Cryptanalysis of Pseudorandom Error-Correcting Codes
Tianrui Wang, Anyu Wang, Tianshuo Cong, Delong Ran, Jinyuan Liu, Xiaoyun Wang
TL;DR
This paper delivers the first concrete cryptanalysis of Pseudorandom Error-Correcting Codes (PRC), focusing on the LDPC-PRC instantiation used for watermarking AI-generated content. It introduces three attacks—partial secret-key recovery, weak-key distinguisher, and a noise overlay attack—that collectively undermine undetectability and robustness across practical parameter regimes, with watermark detection achievable at around $2^{22}$ operations. The authors validate the attacks through real-world evaluations on LLMs and GIMs, and propose mitigations including parameter tuning, a revised key generation algorithm, and implementation adjustments to bolster security, though achieving $128$-bit security remains challenging under current constraints. The work highlights critical vulnerabilities in PRC-based watermarking schemes and underscores the need for redesigned constructions and careful parameter choices for deployable, secure AIGC watermarking solutions.
Abstract
Pseudorandom error-correcting codes (PRC) is a novel cryptographic primitive proposed at CRYPTO 2024. Due to the dual capability of pseudorandomness and error correction, PRC has been recognized as a promising foundational component for watermarking AI-generated content. However, the security of PRC has not been thoroughly analyzed, especially with concrete parameters or even in the face of cryptographic attacks. To fill this gap, we present the first cryptanalysis of PRC. We first propose three attacks to challenge the undetectability and robustness assumptions of PRC. Among them, two attacks aim to distinguish PRC-based codewords from plain vectors, and one attack aims to compromise the decoding process of PRC. Our attacks successfully undermine the claimed security guarantees across all parameter configurations.
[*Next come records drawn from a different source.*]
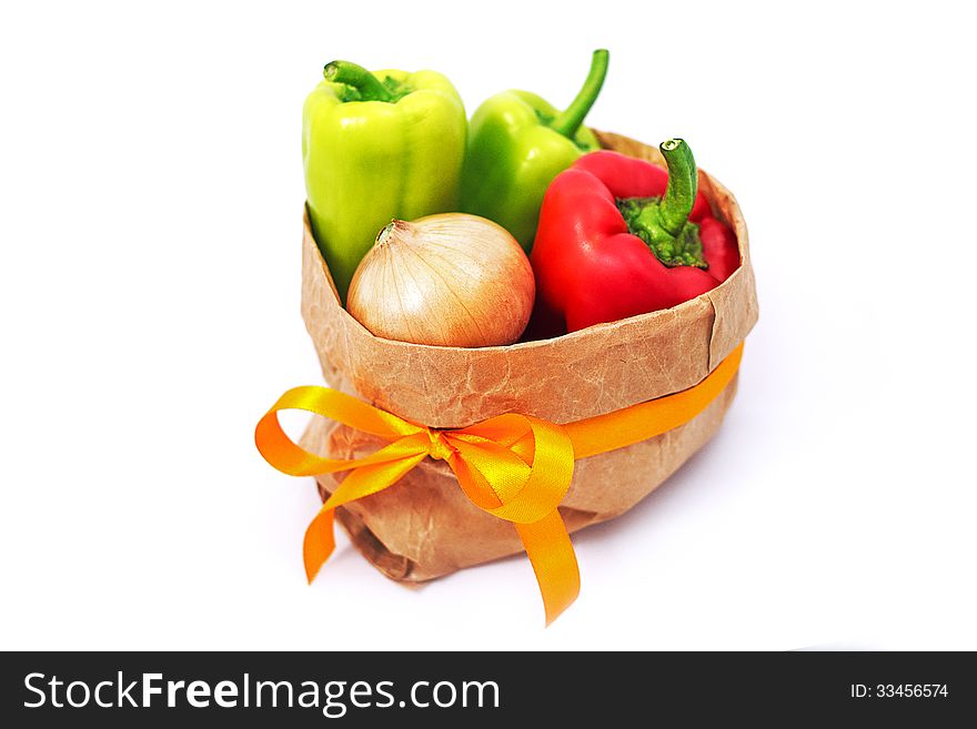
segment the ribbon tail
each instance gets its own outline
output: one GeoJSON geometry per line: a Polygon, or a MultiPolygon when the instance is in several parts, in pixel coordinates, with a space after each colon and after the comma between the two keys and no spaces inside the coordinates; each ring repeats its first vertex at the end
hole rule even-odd
{"type": "Polygon", "coordinates": [[[305,529],[305,539],[302,541],[302,560],[305,563],[305,577],[310,585],[335,549],[334,514],[334,508],[323,507],[305,529]]]}
{"type": "Polygon", "coordinates": [[[580,595],[580,568],[570,534],[556,509],[538,522],[514,525],[536,573],[548,626],[580,595]]]}

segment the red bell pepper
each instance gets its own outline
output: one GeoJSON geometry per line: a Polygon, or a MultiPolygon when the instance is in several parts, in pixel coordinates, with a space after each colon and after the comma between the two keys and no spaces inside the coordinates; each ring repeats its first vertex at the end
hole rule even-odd
{"type": "Polygon", "coordinates": [[[602,151],[553,180],[533,243],[534,335],[671,308],[739,266],[736,236],[697,190],[688,145],[659,149],[668,172],[602,151]]]}

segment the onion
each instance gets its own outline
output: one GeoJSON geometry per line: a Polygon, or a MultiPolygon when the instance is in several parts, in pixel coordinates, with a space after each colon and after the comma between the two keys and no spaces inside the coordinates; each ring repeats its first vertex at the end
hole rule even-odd
{"type": "Polygon", "coordinates": [[[392,221],[350,284],[346,308],[376,336],[483,347],[518,340],[536,283],[515,239],[464,213],[392,221]]]}

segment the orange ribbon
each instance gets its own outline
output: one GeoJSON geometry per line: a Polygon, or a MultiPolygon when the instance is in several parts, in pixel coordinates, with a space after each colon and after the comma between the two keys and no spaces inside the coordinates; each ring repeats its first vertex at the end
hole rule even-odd
{"type": "Polygon", "coordinates": [[[335,508],[393,486],[431,457],[447,463],[475,506],[513,523],[536,574],[548,625],[580,593],[576,556],[556,509],[570,488],[574,460],[623,448],[687,423],[725,389],[742,356],[743,344],[688,389],[562,426],[507,414],[443,431],[409,423],[328,387],[295,387],[261,418],[254,442],[265,460],[291,476],[350,472],[305,531],[303,556],[310,583],[335,548],[335,508]],[[285,435],[278,419],[283,409],[322,415],[390,445],[363,458],[320,458],[285,435]]]}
Notably, our attack can detect the presence of a watermark with overwhelming probability at a cost of $2^{22}$ operations. We also validate our approach by attacking real-world large generative models such as DeepSeek and Stable Diffusion. To mitigate our attacks, we further propose three defenses to enhance the security of PRC, including parameter suggestions, implementation suggestions, and constructing a revised key generation algorithm. Our proposed revised key generation function effectively prevents the occurrence of weak keys. However, we highlight that the current PRC-based watermarking scheme still cannot achieve a 128-bit security under our parameter suggestions due to the inherent configurations of large generative models, such as the maximum output length of large language models.